Zugewinnausgleich

Der überlebende Ehepartner hat im Rahmen der gesetzlichen Erbfolge einige Optionen offen den Zugewinnausgleich zu erlangen.

Er könnte beispielsweise auch eine Ausschlagung der Erbschaft in Erwägung ziehen. Bei der Ausschlagung steht ihm ein kleiner Pflichtteil zu und noch der Zugewinnausgleich. Er kann aus dem erwirtschafteten Zugewinn zusätzlich noch seinen Anteil fordern. Die Errechnung kann sich in manchen Erbfällen lohnen. Ein weiterer Nutzen der Ausschlagung mit Geltendmachung des kleinen Pflichtteils plus Zugewinnausgleich wäre, dass dem Überlebenden die Erbengemeinschaft erspart bleibt. In den allermeisten Erbengemeinschaften sind nämlich Ärger und Auseinandersetzungen vorprogrammiert. Die Verteilung eines Nachlasses unter streitbaren Miterben muss man nicht unbedingt auf sich nehmen. Zudem entfällt auch eine eventuelle Schuldenhaftung, mit der ein Erbe oft erst zu einem späteren Zeitpunkt konfrontiert wird.

Zugewinnausgleich – die Fakten

Der feststehende Stichtag für das Feststellen vom Anfangsvermögen ist der Tag der Hochzeit. Die einzige deutsche Ausnahme bilden Eheschließungen in der ehemaligen DDR, die vor dem 3.10.1990 stattfanden. Hier gilt für den Zugewinnausgleich nach westdeutschem Muster der Tag der Widervereinigung. Für die davorliegenden Eheschließungen müsste die in der DDR zu diesem Zeitpunkt gültige Errungenschaftsgemeinschaft herangezogen werden.
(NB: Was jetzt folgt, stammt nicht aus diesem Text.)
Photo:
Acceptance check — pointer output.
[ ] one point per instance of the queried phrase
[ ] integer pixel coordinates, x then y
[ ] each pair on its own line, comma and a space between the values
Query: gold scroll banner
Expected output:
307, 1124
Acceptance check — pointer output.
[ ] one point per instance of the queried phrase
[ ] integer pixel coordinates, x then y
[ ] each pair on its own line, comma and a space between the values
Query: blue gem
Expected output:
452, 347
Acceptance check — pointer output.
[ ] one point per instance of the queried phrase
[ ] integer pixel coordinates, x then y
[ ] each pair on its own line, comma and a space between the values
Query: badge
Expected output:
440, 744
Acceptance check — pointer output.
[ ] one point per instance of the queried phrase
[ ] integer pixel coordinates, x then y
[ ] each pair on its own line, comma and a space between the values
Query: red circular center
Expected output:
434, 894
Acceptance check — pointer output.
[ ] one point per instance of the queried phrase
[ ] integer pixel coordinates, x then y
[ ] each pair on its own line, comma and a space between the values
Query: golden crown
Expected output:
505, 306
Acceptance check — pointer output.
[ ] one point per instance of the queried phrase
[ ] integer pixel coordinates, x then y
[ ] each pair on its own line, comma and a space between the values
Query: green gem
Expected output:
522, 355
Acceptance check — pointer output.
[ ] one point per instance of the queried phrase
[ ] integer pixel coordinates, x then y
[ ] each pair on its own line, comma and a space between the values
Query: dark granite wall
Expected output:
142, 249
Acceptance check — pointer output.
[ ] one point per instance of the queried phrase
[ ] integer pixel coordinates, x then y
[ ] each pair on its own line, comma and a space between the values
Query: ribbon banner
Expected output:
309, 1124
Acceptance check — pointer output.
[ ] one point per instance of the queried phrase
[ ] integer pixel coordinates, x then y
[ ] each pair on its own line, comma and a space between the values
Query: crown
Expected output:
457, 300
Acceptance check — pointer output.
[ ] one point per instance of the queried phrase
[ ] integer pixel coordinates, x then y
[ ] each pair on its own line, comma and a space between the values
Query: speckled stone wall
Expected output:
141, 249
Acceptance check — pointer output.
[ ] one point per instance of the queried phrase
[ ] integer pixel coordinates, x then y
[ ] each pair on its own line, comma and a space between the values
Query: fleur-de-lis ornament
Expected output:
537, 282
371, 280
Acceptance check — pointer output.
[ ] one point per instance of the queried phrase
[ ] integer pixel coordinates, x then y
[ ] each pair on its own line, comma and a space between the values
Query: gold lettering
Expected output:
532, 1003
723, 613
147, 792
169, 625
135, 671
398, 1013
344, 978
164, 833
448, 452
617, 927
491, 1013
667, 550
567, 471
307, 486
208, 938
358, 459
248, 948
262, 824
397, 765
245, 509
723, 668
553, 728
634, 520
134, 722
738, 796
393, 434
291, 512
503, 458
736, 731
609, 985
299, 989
Der zweite Stichtag ist entweder der Scheidungstermin oder der Todestag des Erblassers.

Sämtliche Vermögenswerte zu diesen beiden Stichtagen müssen also in der Vermögensgegenüberstellung addiert werden (im Positiven wie im negativen Saldo):

Bei den positiven Vermögenspositionen werden aufgelistet:

  • Bargeldbestände, Konto- und Sparguthaben
  • Wertpapierdepots
  • Lebensversicherungen, sie dürfen allerdings im Fall von Scheidungen keinesfalls zum Versorgungsausgleich gehören. Beim Nachlass ist der  Rückkaufswert am Stichtag anzusetzen
  • Sämtliche Immobilienwerte
  • Firmenbeteiligungen oder Firmenbesitztümer
  • Alle Forderungen, hierzu zählen offene Abrechnungen (Abfindungen, die aus einem aufgelösten Arbeitsvertrag oder aus einer Schmerzensgeldforderung resultieren)
  • Persönliche Wertsachen (der Hausrat wird hier nicht gezählt) z.B. Schmuck, Antiquarisches, wertvolle Sammlungen usw.). Es werden nur die Wertsachen berechnet beim Zugewinn die einem der Partner allein gehört haben.

 

Im negativen Vermögensbereich listen Sie sich sämtliche Verbindlichkeiten auf. Nicht zu vergessen wäre hierbei alle unbezahlten Rechnungen, offene Mietverpflichtungen, ein negativer Banksaldo und laufende Kredite usw. in Abrechnung zu bringen.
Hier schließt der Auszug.